Совместно с лабораторией Дмитрия Политова в Институте общей генетики им. Н.И. Вавилова РАН мы разрабатываем высокополиморфные маркеры, которые можно использовать для генетической идентификации древесины. Уже есть маркеры для кедра, лиственницы, пихты, ели — основных видов бореальной тайги. Но внедрение этих методов в практику лесного хозяйства пока идет медленно. Необходимо унифицировать набор используемых генетических маркеров и законодательно закрепить генетическую идентификацию древесины, как сделано в Европе. Там генетический сертификат обязателен для импортированного леса. В России же это надо сделать в первую очередь для экспортируемого леса. Это позволит контролировать оборот древесины, в первую очередь ценных охраняемых видов, и защитит лес в заповедных территориях.

— Наконец-то мы добрались до геномного центра. Я правильно понимаю, что он был создан в рамках мегагранта?

— История сложнее. Как только возникли методы, которые позволили читать большие геномы в рамках реальных бюджетов, ученые в разных странах задумались о проектах по секвенированию и анализу генома хвойных.

Дело в том, что у хвойных видов размер генома в несколько раз больше, чем у человека. Геном кедра — в девять раз, ели — в шесть, лиственницы — в четыре.

В геноме человека чуть больше трех миллиардов нуклеотидных оснований. В свое время на его прочтение ушло больше 10 лет и около 3 миллиардов долларов. Сейчас геном человека можно прочитать за несколько часов, затратив около тысячи долларов.
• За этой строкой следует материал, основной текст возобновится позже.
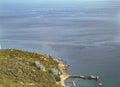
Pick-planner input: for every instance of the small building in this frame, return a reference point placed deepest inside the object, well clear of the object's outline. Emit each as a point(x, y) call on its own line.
point(39, 66)
point(55, 71)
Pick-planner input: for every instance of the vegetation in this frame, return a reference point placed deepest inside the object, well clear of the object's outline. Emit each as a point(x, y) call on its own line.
point(17, 69)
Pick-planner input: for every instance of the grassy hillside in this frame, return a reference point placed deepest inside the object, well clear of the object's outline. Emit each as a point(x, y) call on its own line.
point(17, 69)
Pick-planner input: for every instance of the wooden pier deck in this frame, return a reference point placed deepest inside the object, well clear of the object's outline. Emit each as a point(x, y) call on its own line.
point(67, 76)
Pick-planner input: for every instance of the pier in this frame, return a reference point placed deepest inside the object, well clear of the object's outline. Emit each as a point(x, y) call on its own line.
point(67, 76)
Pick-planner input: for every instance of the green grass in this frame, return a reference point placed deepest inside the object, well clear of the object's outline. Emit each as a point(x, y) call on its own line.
point(17, 69)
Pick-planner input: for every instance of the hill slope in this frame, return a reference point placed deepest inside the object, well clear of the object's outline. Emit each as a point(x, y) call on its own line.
point(17, 69)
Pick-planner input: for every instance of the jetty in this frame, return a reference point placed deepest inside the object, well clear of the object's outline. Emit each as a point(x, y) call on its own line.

Около шести-семи лет назад в мире запустилось несколько больших проектов по хвойным. В Швеции — по прочтению генома ели, в Америке — ладанной сосны, в Канаде — белой ели. Я подумал, что России тоже важно знать геномы своих бореальных видов. Изначально мы думали про кедр, как символ Сибири. Очевидно, что это должен был быть достаточно крупный, федеральный, проект. Надо было также найти единомышленников и организацию, которые смогли бы поддержать этот проект. Таковыми оказались академики Николай Янковский (тогда директор Института общей генетики им. Н. И. Вавилова РАН), Евгений Ваганов (тогда ректор СФУ) и Михаил Грачев (тогда директор Лимнологического института СО РАН). В 2012 году СФУ провел организационное совещание-семинар по лесной генетике и геномике. У всех был интерес к проекту, но стоял вопрос о финансировании. Примерно в это же время появилась программа мегагрантов Правительства РФ, которая и помогла запустить амбициозный проект по секвенированию основных видов российских бореальных лесов.
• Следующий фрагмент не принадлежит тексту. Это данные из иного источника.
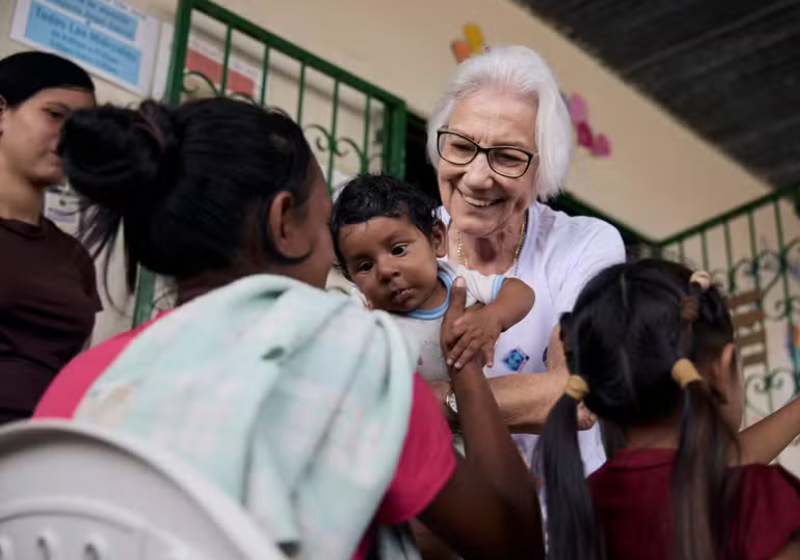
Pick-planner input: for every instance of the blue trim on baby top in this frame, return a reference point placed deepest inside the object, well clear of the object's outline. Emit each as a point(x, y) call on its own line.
point(497, 284)
point(437, 313)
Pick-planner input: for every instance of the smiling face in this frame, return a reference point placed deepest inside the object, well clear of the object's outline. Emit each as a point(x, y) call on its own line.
point(479, 200)
point(393, 263)
point(30, 132)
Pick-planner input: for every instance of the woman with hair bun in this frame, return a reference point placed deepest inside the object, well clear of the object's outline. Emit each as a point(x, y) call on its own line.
point(48, 297)
point(299, 403)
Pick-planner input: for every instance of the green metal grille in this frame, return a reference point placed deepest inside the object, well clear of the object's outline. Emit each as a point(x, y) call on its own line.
point(756, 246)
point(381, 117)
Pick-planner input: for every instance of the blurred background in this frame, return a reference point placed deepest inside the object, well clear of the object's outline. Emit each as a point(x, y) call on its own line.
point(686, 117)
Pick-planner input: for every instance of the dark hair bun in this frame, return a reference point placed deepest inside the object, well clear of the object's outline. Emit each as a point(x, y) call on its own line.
point(120, 158)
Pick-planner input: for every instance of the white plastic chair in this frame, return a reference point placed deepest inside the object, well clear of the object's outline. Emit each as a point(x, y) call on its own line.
point(72, 492)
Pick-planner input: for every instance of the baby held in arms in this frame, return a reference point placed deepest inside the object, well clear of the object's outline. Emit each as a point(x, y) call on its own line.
point(389, 242)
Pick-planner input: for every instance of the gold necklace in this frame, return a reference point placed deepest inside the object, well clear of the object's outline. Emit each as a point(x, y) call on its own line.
point(462, 257)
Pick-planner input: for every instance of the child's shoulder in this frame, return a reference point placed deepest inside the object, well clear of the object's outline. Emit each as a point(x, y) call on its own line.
point(769, 510)
point(453, 270)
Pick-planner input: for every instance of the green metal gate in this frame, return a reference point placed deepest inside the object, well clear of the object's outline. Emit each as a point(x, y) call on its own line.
point(756, 247)
point(364, 128)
— У меня уточняющий вопрос. Если мы говорим, что геном человека можно прочитать за 1000 долларов, в чем сложность расшифровать геном кедра? Пусть он будет в несколько раз больше, чем у человека. Это не фантастические затраты. Или сложность в первую очередь техническая?

— С человеком другая история: для человека уже есть образцы расшифрованных геномов. Повторный сиквенс всегда проще и дешевле первого. Первоначальная (de novo) сборка больших геномов из коротких прочтений все еще остается очень сложной и дорогой технической задачей. Стоимость секвенатора для таких работ — около 1 миллиона долларов США.

Один полный прогон-запуск прибора — примерно 30 тысяч долларов, что, например, больше среднего размера гранта РФФИ. А таких прогонов нужны десятки...

То есть для осуществления проекта требовалось существенное финансирование. В 2012 году мы подали заявку на мегагрант, но не выиграли, хотя оценки рецензентов были очень высокие.

Хотя нашу заявку и не поддержали, но отзывы были в основном хорошие. Мы не сидели сложа руки. Благодаря поддержке СФУ из средств программы развития было приобретено оборудование и открыт геномный центр. Мегагрант мы получили лишь в 2014 году, тогда у нас уже было основное оборудование. Полученные средства пошли на дальнейшее развитие приборной базы и дорогие реактивы. Сейчас в центре есть секвенаторы разных поколений, в том числе четвертого. Эти приборы не такие производительные, но позволяют получать длинные прочтения. Установки второго и третьего поколений более производительные, но читают геном очень короткими фрагментами — от 100 до 300 нуклеотидов. Собрать весь геном из этих нарезок — архисложная задача, которой занимаются биоинформатики. Для такой работы нужны суперкомпьютерные мощности. Сборка генома может занимать до шести месяцев. На мегагрант, в частности, мы приобрели вычислительное оборудование. Но развитие идет такими темпами, что сейчас мощностей для нашей работы опять не хватает.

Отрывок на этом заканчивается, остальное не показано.